I want to get an intersection of 4 indexes of type ordered_non_unique the fastest possible way. Is such an multi_index-intersection faster than a 4 times nested std::map? Is there's a possibility to use something like an std::map().emplace().

Here's my code.

#include <iostream>
#include <boost/multi_index_container.hpp>
#include <boost/multi_index/member.hpp>
#include <boost/multi_index/ordered_index.hpp>

using boost::multi_index_container;
using namespace boost::multi_index;

struct Kpt {
    Kpt(float _x0, float _x1, float _y0, float _y1)
      : x0_(_x0),x1_(_x1),y0_(_y0),y1_(_y1) {
    }
    friend std::ostream& operator<<(std::ostream & _os, Kpt const & _kpt) {
        _os
            << "\nx0 " << _kpt.x0_ << ","
            << " y0 " << _kpt.y0_ << ","
            << " x1 " << _kpt.x1_ << ","
            << " y1 " << _kpt.y1_ << std::endl
        ;
        return _os;
    }
    float x0_;
    float x1_;
    float y0_;
    float y1_;
};

struct x0_{};
struct x1_{};
struct y0_{};
struct y1_{};

typedef multi_index_container <
    Kpt
  , indexed_by <
        ordered_non_unique <
            tag<x0_>,BOOST_MULTI_INDEX_MEMBER(Kpt,float,x0_)
        >
      , ordered_non_unique <
            tag<x1_>,BOOST_MULTI_INDEX_MEMBER(Kpt,float,x1_)
        >
      , ordered_non_unique <
              tag<y0_>,BOOST_MULTI_INDEX_MEMBER(Kpt,float,y0_)
          >
      , ordered_non_unique <
              tag<y1_>,BOOST_MULTI_INDEX_MEMBER(Kpt,float,y1_)
          >
    >
> Kpts;

int main() {
    Kpts kpts;
    for (int i=0; i<1000000; ++i) {
        if (i%10000==0) std::cout << "." << std::flush;
        kpts.insert(Kpt(0.1,0.1,0.1,0.1));
    }
}

Solution

  • OK, now I understand you'd like to search 4-dimensional points in the region [x0,x0+d]×[x1,x1+d]×[y0,y0+d]×[y1,y1+d], right?

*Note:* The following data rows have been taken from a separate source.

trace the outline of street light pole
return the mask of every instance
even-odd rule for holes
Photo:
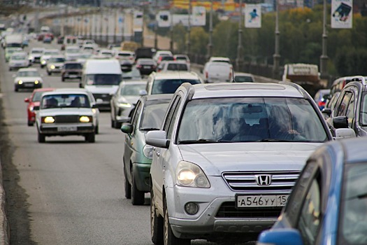
[[[210,0],[209,14],[209,43],[208,44],[208,59],[213,55],[213,0]]]
[[[158,21],[157,20],[157,15],[158,15],[158,0],[155,0],[155,24],[154,24],[154,48],[157,50],[158,49]]]
[[[279,54],[279,38],[280,31],[279,31],[279,4],[278,0],[276,1],[276,12],[275,12],[275,52],[273,55],[273,76],[277,79],[279,77],[279,62],[280,59],[280,55]]]
[[[242,57],[242,0],[240,0],[240,20],[238,22],[238,45],[237,46],[237,59],[236,59],[236,70],[240,71],[243,58]]]
[[[190,32],[191,32],[191,0],[189,0],[189,22],[187,26],[187,49],[186,55],[189,55],[190,54]]]
[[[322,55],[320,56],[320,73],[322,78],[327,78],[327,33],[326,33],[326,0],[324,0],[322,21]]]

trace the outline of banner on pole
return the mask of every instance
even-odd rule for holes
[[[245,27],[261,27],[261,4],[246,4],[245,8]]]
[[[352,16],[353,0],[331,1],[331,28],[352,28]]]

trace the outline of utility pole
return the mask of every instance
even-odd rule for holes
[[[324,15],[322,21],[322,55],[320,57],[320,73],[322,79],[328,78],[327,72],[327,30],[326,30],[326,0],[324,0]],[[328,80],[329,81],[329,80]]]
[[[273,77],[275,79],[279,77],[279,61],[280,55],[279,54],[279,38],[280,32],[279,31],[279,4],[276,1],[275,11],[275,52],[273,55]]]
[[[186,48],[186,55],[189,55],[190,54],[190,32],[191,32],[191,0],[189,0],[189,22],[187,26],[187,48]]]
[[[242,0],[240,0],[240,20],[238,22],[238,45],[237,46],[237,59],[236,59],[236,70],[240,71],[241,70],[242,64],[243,64],[243,58],[242,57],[242,51],[243,47],[242,46]]]
[[[155,24],[154,24],[154,48],[158,49],[158,21],[157,20],[157,15],[158,15],[158,0],[155,0]]]
[[[209,13],[209,43],[208,43],[208,59],[213,55],[213,0],[210,0],[210,13]]]

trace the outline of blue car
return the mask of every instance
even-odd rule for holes
[[[367,244],[366,146],[361,137],[316,150],[278,220],[257,244]]]

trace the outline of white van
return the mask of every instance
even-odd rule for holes
[[[93,94],[100,109],[109,109],[111,96],[122,80],[122,71],[116,59],[87,59],[84,66],[80,88]]]

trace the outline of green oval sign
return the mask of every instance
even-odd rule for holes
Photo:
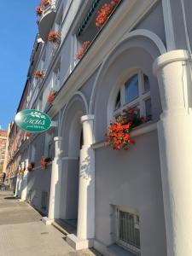
[[[21,130],[29,132],[42,132],[51,125],[50,118],[44,112],[35,109],[19,112],[15,115],[15,121]]]

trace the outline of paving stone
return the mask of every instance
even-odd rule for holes
[[[62,233],[52,225],[44,225],[37,211],[12,195],[0,191],[1,256],[101,255],[90,250],[75,252]]]

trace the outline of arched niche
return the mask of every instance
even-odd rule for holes
[[[153,34],[152,38],[143,33],[143,31],[141,34],[134,32],[130,33],[132,36],[125,36],[122,42],[105,58],[100,68],[90,105],[90,113],[95,114],[96,142],[104,138],[121,83],[135,69],[142,70],[149,79],[153,120],[159,119],[162,112],[158,81],[153,74],[153,63],[166,52],[166,48],[157,36]]]
[[[81,117],[87,114],[83,95],[74,95],[65,108],[61,136],[62,137],[62,174],[60,216],[74,224],[78,217],[79,153],[82,145]]]

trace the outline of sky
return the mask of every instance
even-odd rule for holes
[[[38,32],[35,9],[39,2],[0,0],[0,125],[3,129],[7,129],[14,119],[26,81]]]

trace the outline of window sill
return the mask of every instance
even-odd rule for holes
[[[108,250],[110,253],[110,255],[120,255],[120,256],[136,256],[138,254],[134,254],[128,250],[124,249],[117,244],[113,244],[108,247]]]
[[[145,133],[151,132],[152,131],[155,131],[157,129],[157,122],[149,121],[146,124],[141,125],[133,129],[131,132],[131,137],[135,137],[140,135],[143,135]],[[92,144],[91,148],[93,149],[97,149],[100,148],[103,148],[106,144],[106,141],[102,141],[97,143]]]

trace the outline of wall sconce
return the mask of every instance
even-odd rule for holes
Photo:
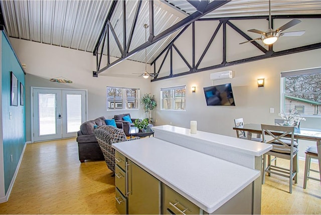
[[[258,87],[261,87],[262,86],[264,86],[264,78],[259,78],[257,79],[257,86]]]

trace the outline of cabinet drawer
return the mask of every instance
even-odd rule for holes
[[[163,214],[200,214],[200,208],[176,191],[164,185]]]
[[[124,197],[121,192],[116,187],[116,208],[119,214],[127,214],[127,198]]]
[[[115,151],[115,163],[124,170],[126,168],[126,157]]]
[[[115,185],[126,195],[126,173],[117,165],[115,166]]]

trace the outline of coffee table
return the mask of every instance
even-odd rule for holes
[[[154,136],[154,131],[151,129],[150,126],[147,126],[146,129],[146,132],[139,132],[139,131],[137,127],[131,127],[129,128],[129,134],[130,135],[130,138],[134,137],[150,137],[150,135]]]

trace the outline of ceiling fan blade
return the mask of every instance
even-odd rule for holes
[[[298,24],[301,22],[300,20],[292,20],[288,23],[286,23],[283,26],[281,26],[280,28],[276,29],[276,31],[284,31],[285,30],[287,29],[288,28],[291,28],[295,26],[295,25]]]
[[[248,43],[249,42],[254,41],[254,40],[261,40],[261,38],[260,37],[259,38],[253,39],[253,40],[248,40],[245,42],[243,42],[241,43],[239,43],[239,44],[244,44],[244,43]]]
[[[256,34],[260,34],[265,33],[265,32],[264,32],[264,31],[262,31],[261,30],[257,30],[257,29],[250,29],[250,30],[248,30],[247,31],[249,31],[250,32],[256,33]]]
[[[301,36],[304,33],[305,31],[291,31],[290,32],[284,32],[280,34],[280,36],[283,36],[283,37],[292,37],[295,36]]]
[[[150,77],[155,77],[155,76],[157,75],[159,73],[157,72],[157,73],[149,73],[149,76]]]

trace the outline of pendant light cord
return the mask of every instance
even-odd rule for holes
[[[272,20],[271,19],[271,0],[269,0],[269,31],[271,29],[271,26]]]
[[[148,26],[147,24],[145,24],[144,25],[144,27],[145,28],[145,42],[147,42],[146,34],[147,34],[147,28]],[[145,48],[145,72],[147,72],[147,48]]]

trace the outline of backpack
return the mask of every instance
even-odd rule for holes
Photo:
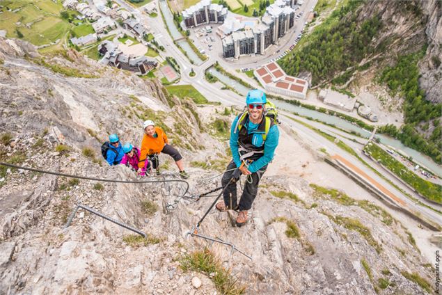
[[[242,113],[241,115],[239,115],[239,118],[238,118],[238,122],[237,122],[237,125],[235,127],[235,132],[236,132],[236,130],[241,131],[241,129],[242,128],[242,126],[243,126],[242,123],[244,121],[244,120],[246,120],[246,117],[247,116],[248,114],[248,113],[246,111],[244,113]],[[270,130],[270,127],[271,125],[271,120],[273,119],[271,118],[270,117],[265,115],[264,120],[265,120],[265,131],[264,134],[262,134],[262,140],[265,141],[265,140],[267,138],[267,134],[269,134],[269,130]]]
[[[272,119],[275,124],[280,124],[281,121],[278,119],[278,110],[276,109],[276,106],[275,106],[273,102],[267,99],[267,102],[266,102],[265,106],[265,113],[264,115]]]
[[[105,160],[107,160],[107,151],[109,150],[115,152],[117,156],[118,155],[118,152],[117,152],[115,148],[111,146],[109,142],[106,141],[102,145],[102,155]]]

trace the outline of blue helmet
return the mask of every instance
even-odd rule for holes
[[[265,98],[265,93],[258,89],[253,89],[248,91],[247,98],[246,98],[246,104],[265,104],[267,99]]]
[[[130,143],[126,143],[125,145],[124,145],[123,146],[123,152],[125,154],[127,154],[129,152],[132,150],[133,148],[134,148],[134,147],[132,146],[132,145],[131,145]]]
[[[109,135],[109,141],[111,143],[116,143],[117,141],[120,141],[120,138],[118,138],[118,136],[116,134]]]

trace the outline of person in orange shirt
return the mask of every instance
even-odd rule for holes
[[[168,143],[167,136],[164,131],[155,126],[153,121],[148,120],[143,124],[144,136],[141,142],[141,152],[140,160],[138,163],[139,172],[144,167],[144,161],[148,157],[152,162],[152,166],[157,170],[157,175],[159,173],[159,162],[158,154],[164,152],[171,156],[180,169],[180,175],[182,178],[189,178],[189,174],[184,171],[182,157],[175,148]]]

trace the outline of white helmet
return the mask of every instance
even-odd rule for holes
[[[144,121],[144,123],[143,123],[143,129],[145,129],[148,126],[155,126],[155,124],[152,120],[148,120],[147,121]]]

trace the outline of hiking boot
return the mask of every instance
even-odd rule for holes
[[[237,217],[237,226],[241,228],[247,222],[247,210],[240,211]]]
[[[227,210],[236,210],[238,209],[238,206],[237,206],[235,209],[232,209],[230,206],[226,205],[224,201],[221,201],[216,203],[215,208],[216,208],[216,209],[220,212],[226,212]]]
[[[182,171],[180,171],[180,176],[181,176],[181,178],[184,180],[187,180],[189,178],[189,173],[183,170]]]

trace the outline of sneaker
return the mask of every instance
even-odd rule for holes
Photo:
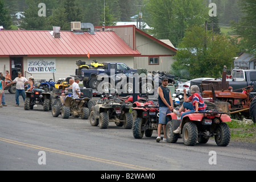
[[[174,113],[176,114],[176,115],[177,115],[177,117],[180,117],[180,116],[181,115],[180,113],[180,112],[179,112],[176,109],[174,109]]]
[[[176,130],[174,131],[174,133],[176,133],[176,134],[180,134],[181,131],[181,129],[180,127],[178,127],[178,128],[177,129],[176,129]]]
[[[156,138],[156,142],[159,142],[160,140],[161,140],[160,136],[158,136],[158,138]]]

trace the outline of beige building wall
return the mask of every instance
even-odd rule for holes
[[[5,71],[8,70],[10,72],[10,58],[0,57],[0,72],[5,76]]]
[[[151,72],[153,71],[170,72],[171,65],[174,61],[173,57],[173,56],[160,56],[159,65],[149,65],[148,57],[135,57],[134,68],[146,68],[148,72]]]
[[[86,64],[90,64],[93,60],[96,60],[100,63],[103,62],[120,62],[126,64],[130,68],[134,68],[133,57],[91,57],[89,60],[87,57],[56,57],[45,58],[55,59],[56,72],[54,73],[55,81],[57,81],[59,78],[65,79],[67,77],[71,77],[71,75],[75,75],[76,69],[77,68],[76,63],[76,61],[79,60],[85,61]],[[28,59],[31,59],[31,57],[23,58],[24,72],[25,72],[25,71],[28,71]],[[43,57],[33,57],[32,59],[43,59]],[[8,65],[9,65],[9,63],[8,63]],[[30,76],[30,74],[26,73],[26,77],[27,78]],[[36,80],[46,79],[46,80],[48,81],[50,78],[53,78],[53,74],[52,73],[32,73],[32,76],[34,77],[35,80]]]

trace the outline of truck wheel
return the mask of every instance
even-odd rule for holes
[[[92,110],[92,107],[93,107],[94,106],[95,106],[96,105],[96,104],[95,103],[95,102],[93,102],[92,100],[89,101],[88,105],[89,111],[90,113]]]
[[[151,137],[153,134],[153,130],[147,129],[145,130],[145,136]]]
[[[182,138],[186,146],[193,146],[196,143],[198,137],[197,127],[192,122],[188,122],[183,127]]]
[[[53,117],[57,117],[60,113],[60,106],[57,105],[55,105],[52,106],[52,115]]]
[[[95,111],[94,110],[92,110],[90,113],[90,125],[93,126],[97,126],[98,125],[98,119],[96,118],[95,117]]]
[[[43,109],[46,111],[49,110],[50,100],[48,98],[45,98],[44,100],[44,103],[43,105]]]
[[[8,89],[8,91],[12,94],[15,94],[16,93],[16,85],[14,86],[10,86],[9,89]]]
[[[175,134],[175,129],[171,121],[169,121],[166,127],[166,139],[169,143],[176,143],[179,138],[179,134]]]
[[[98,80],[97,77],[93,77],[89,81],[89,86],[90,88],[93,89],[96,89],[96,84],[98,82]]]
[[[69,107],[64,106],[61,110],[62,118],[63,119],[68,119],[70,115]]]
[[[109,116],[108,113],[102,112],[100,114],[98,118],[100,128],[101,129],[107,129],[109,126]]]
[[[255,123],[256,122],[256,97],[254,97],[250,105],[250,115]]]
[[[225,123],[218,125],[214,135],[215,142],[218,146],[226,146],[230,140],[230,130]]]
[[[135,138],[141,139],[143,137],[144,131],[141,131],[142,118],[137,118],[133,122],[133,134]]]
[[[25,101],[24,102],[24,109],[25,110],[30,110],[30,98],[29,97],[26,97]]]
[[[82,107],[81,109],[81,118],[82,119],[88,119],[90,115],[90,111],[87,107]]]
[[[141,93],[151,94],[154,92],[154,86],[152,83],[146,82],[141,86]]]
[[[124,120],[126,121],[123,123],[123,127],[126,129],[131,129],[133,123],[133,114],[130,113],[125,113],[125,118]]]
[[[133,93],[133,84],[127,82],[123,85],[123,91],[125,93]]]

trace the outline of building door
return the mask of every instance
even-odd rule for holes
[[[23,72],[23,57],[12,57],[10,59],[11,65],[11,78],[14,80],[18,77],[18,72]]]

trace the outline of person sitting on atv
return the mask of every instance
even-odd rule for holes
[[[205,105],[202,96],[201,96],[199,93],[199,87],[198,87],[197,85],[195,85],[191,86],[190,89],[191,90],[192,95],[188,98],[187,98],[186,90],[185,89],[183,89],[184,100],[185,101],[183,102],[181,107],[180,107],[179,111],[174,109],[174,113],[175,113],[177,116],[181,117],[181,121],[182,121],[182,118],[185,115],[190,114],[191,113],[203,112],[205,111]],[[189,109],[190,111],[183,113],[181,114],[180,113],[181,113],[185,109]],[[181,123],[182,122],[180,122],[180,125],[178,128],[174,131],[174,133],[180,133],[181,130]]]
[[[75,80],[72,78],[69,80],[69,84],[71,86],[69,88],[72,89],[73,93],[73,97],[74,98],[79,98],[81,96],[81,94],[82,94],[82,93],[80,92],[80,88],[79,87],[79,78],[75,78]]]

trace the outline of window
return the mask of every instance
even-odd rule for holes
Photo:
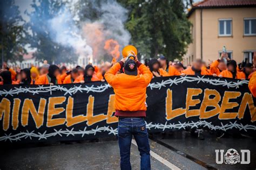
[[[219,57],[220,56],[220,55],[221,55],[221,53],[222,53],[222,51],[219,51]],[[233,52],[232,51],[227,51],[227,57],[230,58],[230,59],[233,59],[233,55],[232,55]]]
[[[219,19],[219,36],[231,36],[232,19]]]
[[[256,35],[256,18],[244,19],[244,35]]]

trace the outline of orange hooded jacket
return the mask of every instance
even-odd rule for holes
[[[256,72],[254,72],[250,79],[248,86],[252,95],[256,97]]]
[[[41,75],[39,78],[36,81],[35,84],[49,84],[49,78],[47,74]],[[59,78],[59,76],[56,77],[57,84],[61,84],[62,82]]]
[[[231,72],[228,71],[227,69],[226,69],[224,71],[222,71],[221,73],[219,75],[222,75],[223,77],[227,78],[233,78],[232,73]],[[235,76],[235,79],[246,79],[245,74],[243,72],[237,72],[237,75]]]
[[[116,74],[121,68],[119,62],[105,74],[106,80],[114,89],[116,110],[130,111],[146,110],[146,90],[151,81],[152,74],[144,65],[139,64],[138,70],[141,75]]]
[[[180,73],[173,66],[169,66],[168,69],[168,74],[169,76],[172,76],[174,75],[180,75]]]
[[[184,73],[186,75],[195,75],[194,72],[192,70],[192,67],[187,68],[181,71],[181,73]],[[201,69],[201,75],[211,75],[207,69],[202,68]]]
[[[84,80],[84,75],[80,75],[79,76],[78,76],[76,80],[74,81],[74,83],[80,83],[81,81],[83,81]],[[97,76],[95,74],[93,74],[92,75],[92,77],[91,80],[91,81],[100,81],[100,80],[98,78]]]

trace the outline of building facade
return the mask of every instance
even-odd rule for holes
[[[187,14],[193,42],[183,57],[185,65],[196,59],[207,62],[220,56],[252,62],[256,51],[256,1],[208,0],[194,5]]]

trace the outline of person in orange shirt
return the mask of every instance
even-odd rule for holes
[[[149,67],[154,77],[169,76],[167,72],[160,68],[159,61],[156,59],[150,60],[149,63]]]
[[[59,78],[59,69],[56,65],[50,65],[48,74],[41,75],[36,81],[35,84],[61,84],[62,82]]]
[[[69,75],[68,75],[63,81],[63,84],[73,83],[75,80],[79,76],[78,70],[76,68],[72,70]]]
[[[40,75],[48,74],[50,65],[45,62],[43,66],[40,68]]]
[[[66,67],[65,66],[62,66],[59,68],[59,70],[60,71],[60,75],[59,75],[59,79],[62,82],[63,82],[64,80],[65,80],[65,78],[68,76],[69,74],[68,73],[70,73],[70,71],[68,71]]]
[[[181,75],[180,73],[174,67],[171,65],[169,66],[169,68],[168,69],[168,74],[170,76]]]
[[[79,75],[84,75],[84,69],[80,66],[77,66],[76,68],[78,70]]]
[[[140,152],[142,169],[150,169],[150,146],[144,117],[147,106],[146,91],[152,74],[137,60],[123,58],[105,74],[115,94],[114,116],[118,117],[118,139],[121,169],[131,169],[130,161],[132,136]],[[123,68],[124,73],[117,74]],[[139,70],[140,75],[138,74]]]
[[[254,52],[253,62],[254,67],[256,66],[256,52]],[[248,86],[253,97],[256,97],[256,72],[252,74]]]
[[[3,71],[0,74],[0,84],[18,84],[11,80],[11,73],[10,71]]]
[[[183,65],[180,62],[174,63],[173,66],[180,73],[181,73],[184,70],[184,66],[183,66]]]
[[[210,75],[207,70],[203,68],[203,61],[201,59],[196,59],[196,61],[193,62],[192,67],[187,68],[181,73],[186,75]]]
[[[74,81],[74,83],[84,83],[92,81],[100,81],[94,74],[95,69],[91,65],[87,65],[85,67],[85,69],[83,75],[79,75]]]
[[[219,75],[220,77],[245,79],[245,74],[237,70],[237,65],[235,60],[231,60],[227,62],[227,69],[222,71]]]
[[[35,67],[31,67],[30,74],[31,75],[32,84],[35,84],[36,81],[39,78],[39,72],[37,68]]]
[[[21,74],[22,80],[19,84],[25,85],[33,84],[29,68],[22,69],[21,70]]]

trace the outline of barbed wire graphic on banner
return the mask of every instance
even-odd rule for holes
[[[236,82],[227,82],[226,79],[225,79],[225,80],[221,80],[220,79],[210,79],[210,77],[206,77],[205,76],[197,77],[185,76],[184,77],[177,77],[173,80],[169,79],[166,80],[162,80],[160,82],[151,83],[149,84],[148,87],[150,87],[151,90],[154,88],[160,89],[162,87],[166,87],[167,86],[171,87],[173,84],[178,85],[178,84],[182,83],[184,82],[197,82],[197,83],[203,82],[205,83],[208,83],[214,86],[226,86],[228,88],[239,88],[240,86],[242,86],[244,84],[247,84],[248,83],[248,80],[237,80]],[[72,95],[75,94],[77,92],[86,92],[86,93],[89,92],[102,93],[110,88],[111,88],[111,87],[109,84],[103,84],[97,86],[95,86],[94,84],[90,86],[81,84],[74,85],[73,87],[69,88],[66,88],[62,85],[53,85],[50,86],[39,85],[37,87],[24,87],[21,86],[19,87],[14,87],[14,88],[12,88],[9,90],[6,90],[5,89],[0,90],[0,95],[4,95],[5,96],[8,95],[13,96],[14,95],[17,95],[19,93],[30,93],[33,94],[33,95],[38,94],[39,93],[50,93],[51,95],[52,92],[55,91],[64,91],[65,92],[64,95],[66,95],[68,94]]]
[[[239,124],[237,123],[237,121],[234,123],[230,122],[229,123],[223,124],[221,123],[221,125],[213,125],[211,122],[208,122],[205,121],[199,121],[198,122],[194,122],[193,121],[181,123],[179,122],[179,123],[168,123],[166,122],[165,124],[153,124],[152,122],[146,124],[146,128],[149,130],[151,129],[161,129],[164,131],[165,129],[185,129],[186,128],[189,127],[190,128],[200,128],[200,127],[208,128],[208,129],[213,130],[220,130],[223,131],[227,131],[227,130],[235,128],[239,129],[240,131],[244,130],[247,131],[248,130],[256,130],[256,126],[252,125],[244,125],[242,124]],[[57,135],[62,137],[63,135],[69,136],[70,135],[75,136],[75,135],[82,135],[82,137],[84,137],[86,134],[93,134],[96,135],[97,133],[100,133],[103,132],[109,132],[109,134],[113,134],[113,135],[117,134],[117,128],[113,129],[111,126],[104,126],[99,128],[98,126],[96,129],[92,129],[91,130],[87,130],[87,127],[85,127],[83,130],[74,131],[74,128],[71,130],[66,129],[65,130],[62,130],[60,129],[58,130],[54,129],[55,132],[47,133],[47,131],[45,131],[44,133],[35,132],[34,130],[29,132],[28,130],[26,132],[21,132],[20,133],[12,134],[11,133],[7,134],[5,134],[4,136],[0,137],[0,141],[6,141],[9,140],[11,142],[14,141],[21,140],[22,139],[26,139],[29,138],[32,140],[32,138],[37,138],[38,140],[41,139],[47,139],[48,138],[51,137],[55,137]]]

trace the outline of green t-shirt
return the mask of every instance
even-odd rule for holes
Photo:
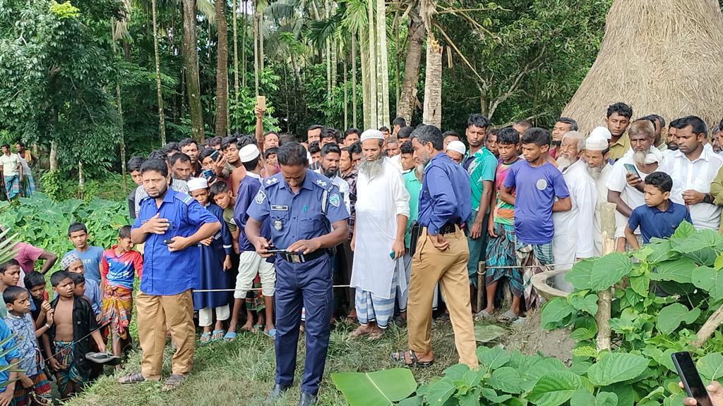
[[[495,181],[495,171],[497,170],[497,158],[485,147],[474,153],[474,160],[469,165],[469,186],[471,189],[471,209],[479,209],[479,200],[482,197],[482,181]],[[487,206],[485,213],[489,212]]]
[[[422,191],[422,182],[414,176],[414,170],[403,175],[404,187],[409,194],[409,219],[407,220],[407,229],[404,233],[404,246],[409,248],[411,239],[411,222],[416,220],[419,215],[419,192]]]

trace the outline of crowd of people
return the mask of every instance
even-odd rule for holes
[[[108,339],[114,358],[130,347],[134,305],[141,371],[123,384],[161,379],[170,336],[176,350],[163,389],[177,387],[191,370],[196,327],[205,345],[236,339],[241,321],[241,330],[274,340],[272,398],[293,382],[304,332],[302,405],[315,401],[329,331],[341,319],[358,324],[352,339],[406,326],[409,349],[391,360],[424,367],[434,362],[432,316],[449,319],[460,361],[474,366],[473,317],[513,322],[541,304],[535,274],[604,254],[606,204],[615,207],[620,251],[669,237],[683,221],[722,227],[723,122],[709,131],[695,116],[633,118],[616,103],[589,134],[572,118],[548,131],[527,121],[495,128],[475,113],[463,134],[397,118],[364,131],[312,125],[297,142],[265,132],[264,111],[255,112],[253,136],[186,139],[129,160],[134,224],[105,250],[88,246],[82,224],[72,225],[75,249],[51,277],[52,301],[43,275],[52,254],[20,250],[0,265],[7,309],[0,342],[12,332],[18,344],[0,363],[20,361],[22,370],[0,374],[17,379],[0,405],[13,397],[14,405],[47,400],[51,373],[64,397],[79,390],[99,373],[86,353],[105,353]],[[30,157],[9,146],[3,152],[10,198],[30,175]],[[563,275],[555,285],[569,291]],[[511,306],[498,311],[503,280]],[[478,289],[486,293],[481,308],[471,300]]]

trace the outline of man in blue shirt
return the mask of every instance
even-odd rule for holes
[[[178,348],[165,392],[177,387],[191,370],[196,338],[191,289],[198,285],[200,270],[197,244],[215,234],[221,223],[192,197],[168,188],[171,177],[163,160],[146,160],[140,171],[148,197],[141,202],[131,241],[145,243],[143,275],[136,296],[141,371],[119,381],[161,379],[168,329]]]
[[[324,373],[332,302],[330,249],[346,241],[349,213],[338,188],[308,168],[307,152],[298,142],[277,152],[281,173],[264,179],[249,207],[247,238],[262,257],[276,256],[275,385],[270,400],[294,382],[301,306],[306,312],[307,356],[300,406],[313,405]],[[261,236],[261,225],[271,225],[271,240]],[[431,305],[430,305],[431,306]]]
[[[470,311],[467,260],[469,249],[462,225],[470,215],[469,178],[464,169],[442,152],[442,131],[422,126],[412,133],[414,155],[425,165],[419,195],[422,234],[412,256],[407,304],[408,351],[391,355],[407,366],[434,362],[429,326],[435,285],[447,301],[460,363],[477,366]]]

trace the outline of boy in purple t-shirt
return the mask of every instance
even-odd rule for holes
[[[537,293],[530,284],[532,275],[544,270],[541,265],[554,263],[552,212],[566,212],[572,207],[562,174],[548,161],[552,140],[546,129],[531,128],[526,131],[522,136],[522,155],[525,159],[512,165],[500,189],[501,198],[515,202],[518,264],[538,266],[523,270],[525,304],[528,309],[539,304]],[[511,193],[513,189],[514,196]],[[513,321],[518,314],[508,316],[502,321]]]

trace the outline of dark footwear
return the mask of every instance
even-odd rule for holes
[[[419,368],[427,368],[435,363],[435,360],[429,361],[420,361],[419,358],[416,358],[416,354],[414,353],[414,350],[409,350],[409,359],[411,360],[411,363],[406,362],[406,358],[404,356],[404,351],[399,350],[396,353],[392,353],[389,355],[389,358],[392,360],[392,362],[397,364],[406,365],[406,366],[411,368],[413,366],[418,366]]]
[[[301,392],[301,396],[299,397],[299,406],[312,406],[313,405],[316,405],[316,395]]]
[[[119,384],[140,384],[145,381],[145,378],[143,377],[143,374],[140,372],[129,373],[118,379]]]
[[[281,395],[283,394],[283,392],[286,392],[288,389],[288,386],[287,386],[276,384],[273,386],[273,388],[271,389],[271,392],[269,393],[268,397],[266,398],[266,401],[273,403],[276,401],[276,399],[281,397]]]
[[[186,376],[184,375],[181,375],[179,373],[172,373],[168,379],[166,380],[163,383],[163,386],[161,386],[161,392],[171,392],[181,385],[181,382],[183,381],[184,378]]]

    Well, I'm afraid to say Boost.MultiIndex is not the right tool for that, as obtaining the intersection of ranges in indices #0, #1, #2, #3 can only be done by scanning one of the ranges (say #0) and manually verifying if the traversed points' remaining coordinates (x1, y0, y1) lie within the area of interest (std::set_intersection does not even apply here as it requires that compared ranges be sorted by the same criterion, which is not the case for our indices).

    boost::geometry::index::rtree or some similar spatial data structure are likely, as you point out, to be better suited for this job.